While Trump threatens to 'destroy' North Korea, Russia and China play war games in the East

Chinese President Xi Jinping and Russian President Vladimir Putin (Host photo agency)
Chinese President Xi Jinping and Russian President Vladimir Putin (Host photo agency)

While President Trump was threatening to “totally destroy North Korea” this week in his address to the United Nations, the navies of Russia and China were engaged a maritime joint exercise less than 100 miles from the North Korean border with Russia.

The Russia-China exercises were the second this year and part of the so-called Joint-Sea 2017 program. The first drills in the exercise were held in the Baltic Sea in July and were closely watched by NATO and European countries, who were already on edge about Russia’s recent military muscle-flexing.

This week’s drills started in the Russian Far East port city of Vladivostok, home base of the Russian Pacific Fleet, and will continue for eight days on both land and sea. Submarine rescue and anti-submarine drills will take place in the Sea of Japan and spread into the Sea of Okhotsk, just north of Japan.

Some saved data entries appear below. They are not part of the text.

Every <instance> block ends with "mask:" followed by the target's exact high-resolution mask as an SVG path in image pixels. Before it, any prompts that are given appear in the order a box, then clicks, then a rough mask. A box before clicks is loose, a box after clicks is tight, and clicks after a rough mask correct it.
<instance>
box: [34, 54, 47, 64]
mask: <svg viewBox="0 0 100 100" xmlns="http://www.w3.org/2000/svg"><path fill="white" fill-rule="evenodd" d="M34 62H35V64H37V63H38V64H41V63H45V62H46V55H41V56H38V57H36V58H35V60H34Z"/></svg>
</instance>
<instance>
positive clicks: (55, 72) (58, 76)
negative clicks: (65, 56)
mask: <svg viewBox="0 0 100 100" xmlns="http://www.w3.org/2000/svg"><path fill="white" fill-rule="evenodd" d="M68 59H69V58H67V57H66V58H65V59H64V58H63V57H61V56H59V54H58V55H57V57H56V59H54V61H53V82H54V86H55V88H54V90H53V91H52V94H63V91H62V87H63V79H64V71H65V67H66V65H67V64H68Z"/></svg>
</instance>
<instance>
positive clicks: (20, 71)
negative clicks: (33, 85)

While Russia and China have been holding joint military exercises since 2012, the timing of this part of the Joint-Sea 2017 drills is significant. Washington’s rhetoric has become increasingly hostile toward the North Korean government as it has continued to disregard demands that it halt testing of nuclear weapons. Both Moscow and Beijing have significant economic interests in North Korea and have thus far had subdued responses to calls from the White House for stepped-up action against North Korea.

On Thursday, Trump announced additional economic sanctions targeting North Korea.

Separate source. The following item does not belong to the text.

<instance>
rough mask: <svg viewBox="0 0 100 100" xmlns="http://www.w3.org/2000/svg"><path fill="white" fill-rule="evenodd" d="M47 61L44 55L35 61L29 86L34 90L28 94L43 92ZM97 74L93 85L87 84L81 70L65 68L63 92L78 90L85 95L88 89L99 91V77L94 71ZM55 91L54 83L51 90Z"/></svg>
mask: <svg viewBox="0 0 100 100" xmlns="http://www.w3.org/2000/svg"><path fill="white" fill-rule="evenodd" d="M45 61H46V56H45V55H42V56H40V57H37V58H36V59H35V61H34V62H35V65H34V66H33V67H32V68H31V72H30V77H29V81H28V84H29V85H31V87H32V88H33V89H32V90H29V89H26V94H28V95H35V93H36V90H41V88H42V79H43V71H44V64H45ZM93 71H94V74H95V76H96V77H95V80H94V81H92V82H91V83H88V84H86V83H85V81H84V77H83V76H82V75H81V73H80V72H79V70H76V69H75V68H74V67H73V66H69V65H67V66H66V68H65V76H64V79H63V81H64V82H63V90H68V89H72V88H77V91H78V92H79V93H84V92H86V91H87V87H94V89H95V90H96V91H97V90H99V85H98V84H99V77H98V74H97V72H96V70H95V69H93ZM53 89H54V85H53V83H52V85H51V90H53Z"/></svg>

Russia has responded to Trump’s tough rhetoric by urging more diplomatic dialogue. Russian President Vladimir Putin said earlier this month that pressuring North Korea with threats was “misguided and futile" if the goal is to get North Korean President Kim Jung Un to back down.

China, North Korea’s biggest trade partner, has balked at  U.S. suggestions that it should step up  pressure on North Korean’s authoritative, hermit state to prevent a nuclear standoff.

This week, the U.S. and South Korea also held joint maritime exercises in the Pacific region, where they conducted bombing drills.

Russia and China’s exercises in the Pacific started on Sept. 18, just a few days after Russia began a massive joint military drill with neighboring Belarus called Zapad 2017 on the border between those two former Soviet states.

NATO expressed concerns about the lack of transparency from Russia about the size and scope of the exercises. Russia is a signing member of the Vienna Document, which stipulated that any member who holds exercises with more than 13,000 troops must invite other members to observe. While Russia said there were only 12,700 troops participating, Western military analysts speculated that there could be as many as 100,000, based on similar Russian military drills in the past, in which more troops showed up than originally planned.

Russia is not required by the Vienna agreement to invite international observers to military drills held east of the Ural mountains.